According to the architects, the design process was inclusive and included input from the temple’s community and city leaders as well as the project’s neighbors. In a statement, venerable master Hui Zhi of the ABCS said that with this building he “hopes to teach the dharma through architecture. We need to go beyond words to transcendence.”

During the groundbreaking in January, Craig Hartman, SOM’s consulting design partner on the project, said: “Our aspiration is beauty. A beauty that follows the teaching of Buddha in its underlying modesty, its respect for its neighbors, and its welcome for all. The architecture’s internal spaces will offer a quiet, contemplative respite—a step removed from our phones, screens, and hectic urban environment. These spaces will bring the outside in, through intimate gardens and landscaped courts. Nature and humanism will be united through the use of modest natural materials, tactility, and the poetics of light.”

American Buddhist Cultural Society
(Courtesy SOM)
American Buddhist Cultural Society
(Courtesy SOM)

The design aims to be a good neighbor, as it maintains access to ventilation, daylight, and views within adjacent structures. The contemplative courtyard at the center of the building keeps the middle of the site clear, minimizing shadows on the stained-glass windows of St. Luke’s and preserving the views of the north-facing apartments.
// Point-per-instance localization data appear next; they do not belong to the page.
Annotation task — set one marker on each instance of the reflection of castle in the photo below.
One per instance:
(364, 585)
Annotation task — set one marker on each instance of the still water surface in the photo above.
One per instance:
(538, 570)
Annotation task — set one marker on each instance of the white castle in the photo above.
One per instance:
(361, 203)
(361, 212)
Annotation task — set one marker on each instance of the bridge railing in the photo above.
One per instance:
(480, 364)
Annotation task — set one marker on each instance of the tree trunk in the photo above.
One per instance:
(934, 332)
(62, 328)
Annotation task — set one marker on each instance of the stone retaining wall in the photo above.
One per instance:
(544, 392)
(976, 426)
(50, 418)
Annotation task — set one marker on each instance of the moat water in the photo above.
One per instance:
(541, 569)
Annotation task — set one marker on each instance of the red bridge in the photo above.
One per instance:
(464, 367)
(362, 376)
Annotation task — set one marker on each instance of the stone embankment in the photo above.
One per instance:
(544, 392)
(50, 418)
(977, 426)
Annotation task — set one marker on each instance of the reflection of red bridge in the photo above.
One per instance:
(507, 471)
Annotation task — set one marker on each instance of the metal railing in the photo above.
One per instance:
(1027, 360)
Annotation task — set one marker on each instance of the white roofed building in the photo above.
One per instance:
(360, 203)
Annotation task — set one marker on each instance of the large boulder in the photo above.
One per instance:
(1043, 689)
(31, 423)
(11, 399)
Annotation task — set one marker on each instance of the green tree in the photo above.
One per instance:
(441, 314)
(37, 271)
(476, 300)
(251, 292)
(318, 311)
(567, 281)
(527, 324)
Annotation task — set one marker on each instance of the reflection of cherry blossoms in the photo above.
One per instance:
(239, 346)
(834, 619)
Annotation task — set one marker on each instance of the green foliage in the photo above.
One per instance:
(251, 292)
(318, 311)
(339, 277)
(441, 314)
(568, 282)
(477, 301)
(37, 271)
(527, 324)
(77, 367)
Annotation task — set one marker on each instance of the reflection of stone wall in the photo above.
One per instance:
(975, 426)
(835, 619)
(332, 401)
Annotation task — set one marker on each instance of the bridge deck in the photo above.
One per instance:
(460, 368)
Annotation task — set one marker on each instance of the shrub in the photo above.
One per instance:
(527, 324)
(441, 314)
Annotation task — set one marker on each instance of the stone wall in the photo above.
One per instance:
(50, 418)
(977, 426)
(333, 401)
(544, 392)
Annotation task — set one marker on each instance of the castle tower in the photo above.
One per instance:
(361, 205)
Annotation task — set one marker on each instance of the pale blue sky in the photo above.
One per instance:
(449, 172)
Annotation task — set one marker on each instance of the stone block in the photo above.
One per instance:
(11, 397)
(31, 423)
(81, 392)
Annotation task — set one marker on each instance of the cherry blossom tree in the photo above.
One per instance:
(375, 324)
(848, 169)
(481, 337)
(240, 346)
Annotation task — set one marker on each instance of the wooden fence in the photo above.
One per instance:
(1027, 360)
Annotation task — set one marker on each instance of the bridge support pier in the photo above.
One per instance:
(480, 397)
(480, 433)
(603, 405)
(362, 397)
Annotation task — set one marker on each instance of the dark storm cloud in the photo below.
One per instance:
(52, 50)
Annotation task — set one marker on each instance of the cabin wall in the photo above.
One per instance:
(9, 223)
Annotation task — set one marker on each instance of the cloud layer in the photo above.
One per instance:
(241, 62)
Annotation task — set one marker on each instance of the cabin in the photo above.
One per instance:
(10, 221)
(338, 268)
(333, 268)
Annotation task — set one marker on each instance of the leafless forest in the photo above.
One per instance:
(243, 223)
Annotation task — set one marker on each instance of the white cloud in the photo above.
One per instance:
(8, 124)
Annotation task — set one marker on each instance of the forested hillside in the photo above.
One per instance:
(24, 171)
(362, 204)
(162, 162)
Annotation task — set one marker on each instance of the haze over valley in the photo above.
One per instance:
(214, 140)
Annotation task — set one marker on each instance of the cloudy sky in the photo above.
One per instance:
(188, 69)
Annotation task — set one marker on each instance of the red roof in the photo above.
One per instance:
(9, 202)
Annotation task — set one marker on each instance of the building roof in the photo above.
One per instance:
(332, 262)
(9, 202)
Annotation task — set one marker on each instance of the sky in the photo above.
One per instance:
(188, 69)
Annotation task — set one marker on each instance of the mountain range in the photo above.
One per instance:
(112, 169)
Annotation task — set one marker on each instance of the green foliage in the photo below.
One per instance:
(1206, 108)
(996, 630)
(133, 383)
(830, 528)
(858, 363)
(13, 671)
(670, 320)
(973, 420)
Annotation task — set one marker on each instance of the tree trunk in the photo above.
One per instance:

American Buddhist Cultural Society
(Courtesy SOM)
American Buddhist Cultural Society
(Courtesy SOM)

With the architecture, SOM endeavored to echo historical Buddhist elements in contemporary ways. The roofline features the wide, ridged eaves of a traditional temple roof, the entryway reinterprets the symbolic three-gate entrance, and the facade is clad in panels that mimic the vertical form of bamboo shafts. Shade screens on the western face resemble the rectangular patchwork of Buddhist jiasha robes, and their patterning resembles the tapered stacks of a pagoda. Meanwhile, in the shrine room, a large Buddha statue, illuminated by side windows and bamboo-formed concrete washed in daylight by high clerestories, seeks to create a deeply contemplative ambience.

SOM anticipates the temple will open in fall 2024.